Le canoë Dukwčəł

Afin de mener à bien ce projet, la tribu acheta un canoë en fibre de verre blanc, de style salish, baptisé Duk w č ə ł (cf. photo XXXIX). Ce canoë devait changer, « transformer » la vie des gens et les guider dans leur vie de tous les jours. Il devait leur permettre de quitter leurs dépendances, faire en sorte quelles restent « derrière eux » et les aider à assurer leur bien être.

Photo XXXIX : Le canoe
Photo XXXIX : Le canoe Duk w č ə ł. Village Suquamish. Port Madison.

Photo : R. Merlet (2001).

Le choix de la couleur, du dessin et du nom ne fut donc pas un hasard. Le blanc rappela les anciennes embarcations de guerre et représentait désormais cette guerre contre ces fléaux qui touchaient les Indiens. Le dessin de la proue fut créé par Peg Deam et représentait une figure humaine qui portait une pagaie sur laquelle était inscrite en lushootseedx w s ə q’ w ə b (Suquamish) (cf. photo XL).

Photo XL. Proue du canoë
Photo XL. Proue du canoë Duk w čəł.

Photo : R. Merlet (2001).

Cette figure humaine utilisait cette pagaie, symbole de la culture suquamish, pour aider les gens à mieux se connaître et à les éloigner d’une dépendance, représentée par l’œil noir, dans laquelle ils pouvaient tomber ou retomber à tout moment. Elle « transforme » leur vie d’où ce nom lushootseedDuk w č ə ł qui veut dire « transformation ». Cette figure représentait l’histoire de la tribu et non plus celle d’une famille, comme c’était le cas du canoë le Tana Stobs, puisque le canoë appartenait à la tribu. Un point était tout de même commun à ces deux types de canoës, les symboles décorant les poupes et les proues, relevaient d’une pratique ancestrale et représentaient une réalité socioculturelle et politique contemporaine

Le canoë devait « guider » les hommes, il devait pour cela retrouver sa fonctionnalité et prendre la mer, car comme le rappelle Roger Somé en parlant du masque africain : « L’objet n’a d’importance que s’il sert, s’il est efficace. Lorsque l’objet ne peut rendre cette fonction d’efficacité, il n’est bon à rien. […] L’objet n’est pas un objet d’exposition. C’est un objet qui est dans la vie, qui occupe la place qui est la sienne » (2003 : 55-56).

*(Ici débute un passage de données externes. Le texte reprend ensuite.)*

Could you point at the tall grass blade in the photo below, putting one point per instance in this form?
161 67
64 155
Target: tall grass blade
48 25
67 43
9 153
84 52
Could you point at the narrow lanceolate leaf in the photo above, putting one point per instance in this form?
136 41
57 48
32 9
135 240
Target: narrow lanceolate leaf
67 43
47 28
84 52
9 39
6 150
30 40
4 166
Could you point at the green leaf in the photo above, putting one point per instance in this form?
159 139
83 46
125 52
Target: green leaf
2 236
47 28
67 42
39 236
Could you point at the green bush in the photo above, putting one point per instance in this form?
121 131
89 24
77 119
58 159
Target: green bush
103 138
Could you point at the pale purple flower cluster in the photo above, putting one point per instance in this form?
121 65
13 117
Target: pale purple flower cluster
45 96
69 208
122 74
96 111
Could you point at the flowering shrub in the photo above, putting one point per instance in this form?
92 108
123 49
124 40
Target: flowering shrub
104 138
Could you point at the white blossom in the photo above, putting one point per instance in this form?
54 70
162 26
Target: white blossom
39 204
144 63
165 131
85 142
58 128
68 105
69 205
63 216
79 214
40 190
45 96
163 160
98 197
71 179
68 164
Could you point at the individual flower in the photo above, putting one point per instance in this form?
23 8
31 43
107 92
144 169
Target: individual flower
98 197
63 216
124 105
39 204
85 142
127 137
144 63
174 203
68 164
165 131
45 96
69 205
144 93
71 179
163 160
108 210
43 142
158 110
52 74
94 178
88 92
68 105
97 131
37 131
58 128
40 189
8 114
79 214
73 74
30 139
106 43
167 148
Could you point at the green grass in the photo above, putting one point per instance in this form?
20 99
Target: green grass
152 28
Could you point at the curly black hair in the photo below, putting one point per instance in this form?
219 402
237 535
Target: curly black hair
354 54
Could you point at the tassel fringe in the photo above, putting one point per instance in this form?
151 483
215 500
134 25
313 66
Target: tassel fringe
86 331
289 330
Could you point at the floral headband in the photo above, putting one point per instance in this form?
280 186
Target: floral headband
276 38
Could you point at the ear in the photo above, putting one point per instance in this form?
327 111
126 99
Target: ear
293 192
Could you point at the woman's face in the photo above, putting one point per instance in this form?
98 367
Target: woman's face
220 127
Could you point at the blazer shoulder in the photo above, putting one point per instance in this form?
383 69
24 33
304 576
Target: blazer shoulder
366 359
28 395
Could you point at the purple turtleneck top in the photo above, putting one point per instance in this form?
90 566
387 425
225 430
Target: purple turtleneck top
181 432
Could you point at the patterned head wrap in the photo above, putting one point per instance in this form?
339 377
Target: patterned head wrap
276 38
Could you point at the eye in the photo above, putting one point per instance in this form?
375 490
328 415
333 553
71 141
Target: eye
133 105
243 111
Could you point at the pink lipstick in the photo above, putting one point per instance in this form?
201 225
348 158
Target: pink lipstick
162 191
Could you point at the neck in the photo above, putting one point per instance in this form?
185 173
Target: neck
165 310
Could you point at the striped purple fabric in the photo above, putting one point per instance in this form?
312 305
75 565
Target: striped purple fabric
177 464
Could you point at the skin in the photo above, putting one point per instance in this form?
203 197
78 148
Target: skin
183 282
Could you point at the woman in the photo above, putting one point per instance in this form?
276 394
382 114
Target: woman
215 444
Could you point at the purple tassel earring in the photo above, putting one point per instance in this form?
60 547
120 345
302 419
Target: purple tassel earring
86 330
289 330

La tribu obtint des financements de DASA, environ 57,369$. Cela permit à une trentaine de jeunes de 5 à 21 ans et une trentaine d’adultes de participer au voyage annuel de 2001 organisé par les Squamish de Vancouver au Canada. Pour la grande majorité, c’était le premier voyage en mer et la première fois qu’ils sortaient de la réserve. Pour une minorité, cette expérience était, en accord avec la cour tribale, une alternative à une incarcération, ou bien une solution à un traitement qui ne fonctionnait pas. Cette hétérogénéité provoqua d’ailleurs une certaine tension au sein de la communauté. Certains membres avaient peur de l’amalgame et des mauvaises influences. D’autres parlaient d’exemples, de grands frères et de soutien. Malgré tout, ces tensions furent positives, elles provoquèrent le dialogue, l’échange et la communication. Elles permirent d’avancer vers une réflexion et des solutions plus construites et adaptées, confortant la viabilité et la légitimité du projet.